DISTURBING THINGS YOU NEVER KNEW HAPPENED IN THE VICTORIAN ERA

DID YOU KNOW?

For everything that's changed in the decades since the rule of Queen Victoria, there's one thing that definitely hasn't changed: there are still strange things that happen today, just in different ways, perhaps. Here are some of the weirdest, strangest practices from the Victorian Era that you never knew about.

Death photography

The Victorians were obsessed with death. May be it makes sense when you consider the number of diseases that stalked Victorians – measles, scarlet fever, diphtheria, rubella, typhus and cholera. It led to people keeping memento mori (Latin for "remember you must die") trinkets, like locks of hair and photos of the dead.
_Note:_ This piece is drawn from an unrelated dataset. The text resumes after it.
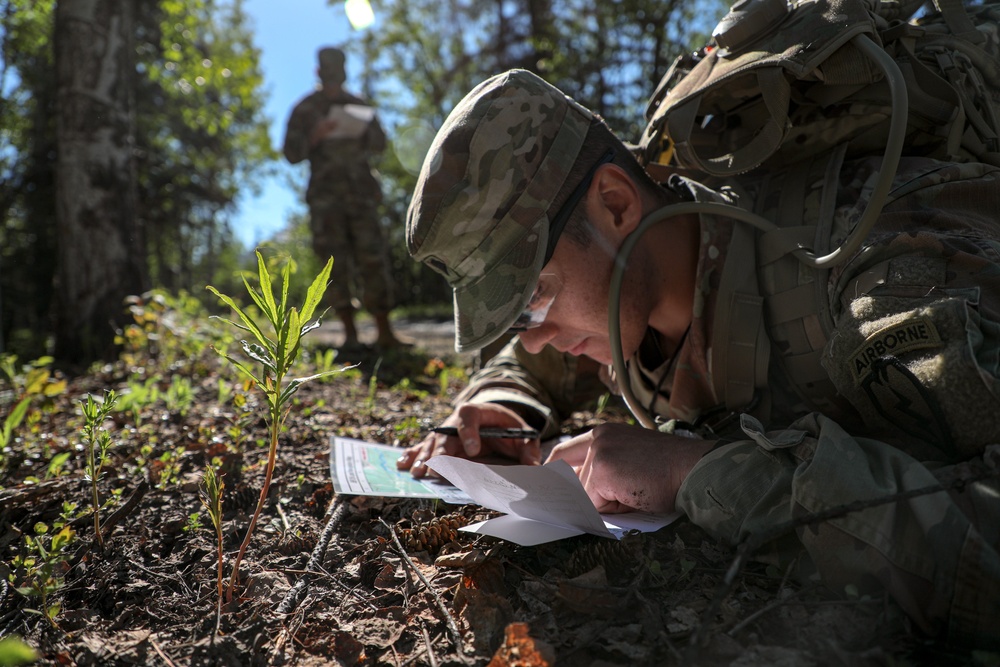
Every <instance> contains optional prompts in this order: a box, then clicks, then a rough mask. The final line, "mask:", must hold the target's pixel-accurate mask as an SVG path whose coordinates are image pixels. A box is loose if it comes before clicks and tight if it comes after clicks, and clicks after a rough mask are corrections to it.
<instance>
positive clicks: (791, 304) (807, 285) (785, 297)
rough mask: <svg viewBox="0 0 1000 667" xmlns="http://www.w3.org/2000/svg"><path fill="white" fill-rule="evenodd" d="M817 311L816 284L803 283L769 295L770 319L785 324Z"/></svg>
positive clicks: (773, 320)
This gave rise to the seriously creepy trend of death photography. The photographs were staged with not just the deceased, but their parents or siblings, sometimes posing as if everyone was still alive. Children sat with their dead parent, and parents held their dead children. Some photos even show faces with open eyes.

Child emigrations

According to some estimates, there were around 30,000 children living on the London streets during 1869. Wealthy philanthropists took up the cause, including Miss Annie Macpherson who set up schools to teach the kids useful skills, but the problem soon became overwhelming. So she changed gears and became a champion of the disturbing practice of emigration: kids as young as five years old were shipped overseas to British colonies. Many ended up labouring as farm help or working as domestic servants.

Insane asylum

The population of the country's insane asylums skyrocketed through the 19th century. Apparently, most of the patients fell under three labels: the manic, the melancholic, and those with dementia. The symptoms of those diagnosed with the Big Three varied, and they weren't the only messed up reasons you could be committed – nor was England the only place of this kind. West Virginia's Trans-Allegheny Lunatic Asylum's list of reasons patients were admitted between 1864 and 1889 includes offenses like laziness, novel reading, superstition, an immoral life, and intemperance.